The vast majority of current Himalayan musk deer habitat will serve as climate refugia in the future (85 to 89% in different climate change scenarios). A majority of climate refugia (56 to 59%) will be protected inside currently designated network of protected areas. Climate change refugia are generally expected to represent only a small fraction of a species' current distribution64, owing to the rapid rate of climate change and land use change globally. However, in our study, a significant portion of the current distribution of Himalayan musk deer is predicted to continue supporting the species' distribution in the near future. Additionally, our study also indicates the emergence of new suitable sites to the west of the species' current range. As a result, this species may be more resilient to future climate change compared to other imperiled species. We propose two plausible explanations for this phenomenon. First, the most important predictor of Himalayan musk deer distribution—precipitation of the driest quarter—does not necessarily follow the simpler elevational trends of temperature. Instead, it remains favorable in the current species range but becomes even more favorable in the western half of the Nepal Himalaya. Second, the next two most important variables are related to temperature. In mountain systems, climate velocities are lower, causing the climatic envelope of a species to shift by short distances65. Although a simple linear relationship between a predictor variable and habitat suitability should not be expected under the MaxEnt modeling framework, the identification of the most crucial predictors aids in understanding of ecological basis of species distribution.
Conclusion
Identification of various species of musk deer in the Himalaya has been plagued by the usage of inaccurate methods for a long time. However, recent genetic studies9,19,20,23,24,66 have successfully confirmed the populations of various species of musk deer across the Himalaya.

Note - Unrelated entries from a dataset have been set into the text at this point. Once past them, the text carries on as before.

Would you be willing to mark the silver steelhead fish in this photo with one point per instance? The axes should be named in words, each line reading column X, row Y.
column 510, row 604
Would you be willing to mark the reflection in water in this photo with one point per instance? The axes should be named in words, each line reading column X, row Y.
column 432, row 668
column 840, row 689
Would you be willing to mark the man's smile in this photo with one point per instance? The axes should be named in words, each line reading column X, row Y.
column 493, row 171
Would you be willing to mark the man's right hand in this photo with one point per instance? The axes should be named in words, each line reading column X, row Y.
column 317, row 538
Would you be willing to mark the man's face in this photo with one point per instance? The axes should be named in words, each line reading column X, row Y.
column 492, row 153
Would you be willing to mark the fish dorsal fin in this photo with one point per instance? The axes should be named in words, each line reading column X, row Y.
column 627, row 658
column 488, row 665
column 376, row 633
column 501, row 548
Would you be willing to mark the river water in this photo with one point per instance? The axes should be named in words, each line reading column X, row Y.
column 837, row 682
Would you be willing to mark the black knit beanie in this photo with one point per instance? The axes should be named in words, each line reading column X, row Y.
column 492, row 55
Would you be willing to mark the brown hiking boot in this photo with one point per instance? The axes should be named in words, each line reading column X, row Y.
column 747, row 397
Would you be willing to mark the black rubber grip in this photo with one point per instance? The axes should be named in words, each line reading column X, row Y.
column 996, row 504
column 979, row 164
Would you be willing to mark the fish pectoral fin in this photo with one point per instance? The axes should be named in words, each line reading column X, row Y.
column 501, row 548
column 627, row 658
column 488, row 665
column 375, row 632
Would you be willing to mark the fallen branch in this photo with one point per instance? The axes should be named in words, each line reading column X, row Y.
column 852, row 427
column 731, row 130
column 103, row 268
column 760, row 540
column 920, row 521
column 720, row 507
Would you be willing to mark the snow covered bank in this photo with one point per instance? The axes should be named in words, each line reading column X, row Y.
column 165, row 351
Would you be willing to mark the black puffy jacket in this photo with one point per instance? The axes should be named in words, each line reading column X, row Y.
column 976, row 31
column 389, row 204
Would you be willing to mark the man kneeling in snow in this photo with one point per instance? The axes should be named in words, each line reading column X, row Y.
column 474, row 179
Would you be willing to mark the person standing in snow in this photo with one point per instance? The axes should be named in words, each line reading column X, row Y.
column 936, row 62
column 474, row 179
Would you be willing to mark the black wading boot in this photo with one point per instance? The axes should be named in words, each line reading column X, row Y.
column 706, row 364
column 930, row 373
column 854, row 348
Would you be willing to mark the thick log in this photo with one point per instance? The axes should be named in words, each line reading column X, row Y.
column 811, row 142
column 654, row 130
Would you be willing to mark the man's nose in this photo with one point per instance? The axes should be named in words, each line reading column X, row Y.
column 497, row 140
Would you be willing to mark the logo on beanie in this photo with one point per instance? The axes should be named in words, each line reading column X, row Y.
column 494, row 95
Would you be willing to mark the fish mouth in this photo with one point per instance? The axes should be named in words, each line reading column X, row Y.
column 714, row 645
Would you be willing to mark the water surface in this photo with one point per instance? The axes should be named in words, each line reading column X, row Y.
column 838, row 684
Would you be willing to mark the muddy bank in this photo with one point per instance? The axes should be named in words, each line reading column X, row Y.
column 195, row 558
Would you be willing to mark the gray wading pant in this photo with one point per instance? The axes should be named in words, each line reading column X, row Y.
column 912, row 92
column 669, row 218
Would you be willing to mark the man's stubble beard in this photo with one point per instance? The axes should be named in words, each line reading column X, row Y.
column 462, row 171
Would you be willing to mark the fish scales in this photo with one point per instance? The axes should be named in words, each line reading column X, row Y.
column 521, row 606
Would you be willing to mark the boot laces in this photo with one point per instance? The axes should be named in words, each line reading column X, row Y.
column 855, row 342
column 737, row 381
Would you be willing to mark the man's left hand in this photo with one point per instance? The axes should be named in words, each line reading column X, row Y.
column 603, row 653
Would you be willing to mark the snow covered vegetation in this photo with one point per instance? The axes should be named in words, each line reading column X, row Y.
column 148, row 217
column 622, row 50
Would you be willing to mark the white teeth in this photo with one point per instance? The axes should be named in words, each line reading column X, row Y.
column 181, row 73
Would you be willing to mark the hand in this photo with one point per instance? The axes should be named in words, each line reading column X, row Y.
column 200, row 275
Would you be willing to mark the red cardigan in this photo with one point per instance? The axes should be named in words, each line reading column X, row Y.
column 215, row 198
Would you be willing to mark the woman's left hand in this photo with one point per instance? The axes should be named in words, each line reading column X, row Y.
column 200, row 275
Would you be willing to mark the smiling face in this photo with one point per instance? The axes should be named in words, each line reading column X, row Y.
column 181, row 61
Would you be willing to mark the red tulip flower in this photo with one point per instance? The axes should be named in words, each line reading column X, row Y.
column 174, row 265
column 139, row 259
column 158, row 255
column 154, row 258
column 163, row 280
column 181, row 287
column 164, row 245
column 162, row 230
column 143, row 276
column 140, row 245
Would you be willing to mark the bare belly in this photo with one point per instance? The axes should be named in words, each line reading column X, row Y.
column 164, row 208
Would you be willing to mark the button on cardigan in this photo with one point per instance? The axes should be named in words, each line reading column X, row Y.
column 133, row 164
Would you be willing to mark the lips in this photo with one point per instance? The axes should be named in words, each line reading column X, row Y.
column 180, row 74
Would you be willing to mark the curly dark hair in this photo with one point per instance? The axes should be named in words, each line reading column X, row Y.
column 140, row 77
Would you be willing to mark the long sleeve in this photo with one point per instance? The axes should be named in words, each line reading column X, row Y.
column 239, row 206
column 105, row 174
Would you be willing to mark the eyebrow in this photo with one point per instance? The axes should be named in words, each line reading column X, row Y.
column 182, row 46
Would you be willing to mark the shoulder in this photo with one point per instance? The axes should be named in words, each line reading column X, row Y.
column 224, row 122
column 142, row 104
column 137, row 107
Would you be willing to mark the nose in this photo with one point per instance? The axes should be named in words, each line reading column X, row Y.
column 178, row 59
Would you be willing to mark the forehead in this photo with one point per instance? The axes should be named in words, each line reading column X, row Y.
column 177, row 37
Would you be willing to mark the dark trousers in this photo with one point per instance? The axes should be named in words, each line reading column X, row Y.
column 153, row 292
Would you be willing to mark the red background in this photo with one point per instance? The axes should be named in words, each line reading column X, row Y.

We took advantage of these recent genetic findings and collected high-quality occurrence records of latrine sites from systematic surveys (rather than relying on opportunistic sightings), and constructed species distribution models. Our stud reveals a future westward and northward expansion of species distribution that will lead to the overlapping of currently spatially separated Himalayan musk deer and Kashmir musk deer ranges. The interaction dynamics between these two closely related species will influence their coexistence in the future. This can potentially bring challenges for conservation because Kashmir musk deer will have much smaller climate refugia protected under protected areas than Himalayan musk deer. Our findings highlight the importance of reviewing the expert opinion-driven IUCN map, which indicated a larger range for Himalayan musk deer than our predicted substantially smaller range.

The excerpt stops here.